Tsar Nicholas I awarded him the Order of Saint Stanislaus, Second Class; and in 1846 gave him the Russian hereditary title of Count, after Skarbek had failed to obtain confirmation of a previous hereditary title of count.

In 1854 Skarbek became director of the Justice Committee (Minister of Justice).

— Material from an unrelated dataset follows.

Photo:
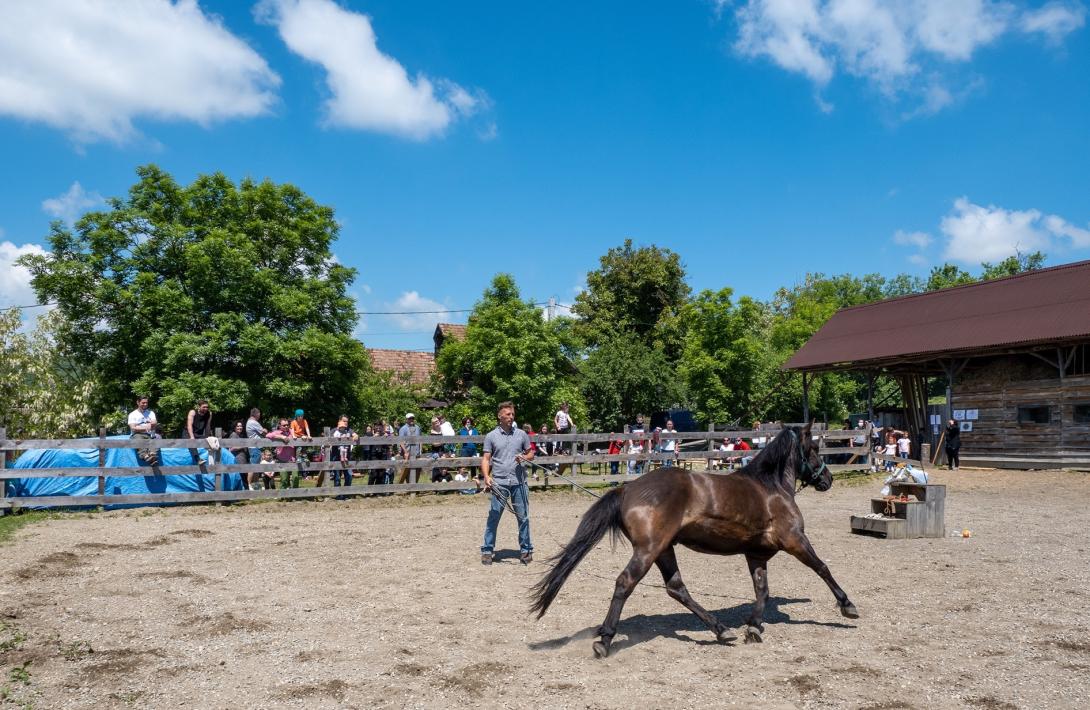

He retired in 1858 and returned to scholarly and literary work, including his Memoirs which were published in 1876. He died in Warsaw in 1866, of sepsis.

==Selected works==
===Scholarly===
- The National Economy, 1829
- Théorie des richesses sociales (Theory of Social Wealth), 1829
- General Principles of the Science of the National Economy, 1859
- The Farm and the National Economy, 1860
- The History of the Duchy of Warsaw, 1860

===Literary===
- Pan Antoni (Anthony), 1824
- Pan Starosta (Starosta), 1826
- Życie i przypadki Faustyna Feliksa na Dodoszach Dodosińskiego (The Life and Adventures of Faustyn Feliks Dodosiński of Dodosze), 1838
- Pamiętniki Seglasa (The Memoirs of Seglas), 1845

== Bibliography ==

- Jerzy Sewer Dunin-Borkowski, Almanach błękitny (The Blue Almanac), Lwów, 1909, p. 547 et passim.
- Piotr Mysłakowski, Andrzej Sikorski, Fryderyk Chopin: The Origins, Narodowy Instytut Fryderyka Chopina (Fryderyk Chopin Institute), Warsaw, 2010, pp. 216–30.
- Piotr Mysłakowski, Andrzej Sikorski, Fryderyk Skarbek (in Polish), Narodowy Instytut Fryderyka Chopina (Fryderyk Chopin Institute), 2007.
- Teodor Żychliński, Złota księga szlachty polskiej (Gold Book of the Polish Nobility), rocznik XXV (volume XXV), Poznań, 1903, pp. 110–15.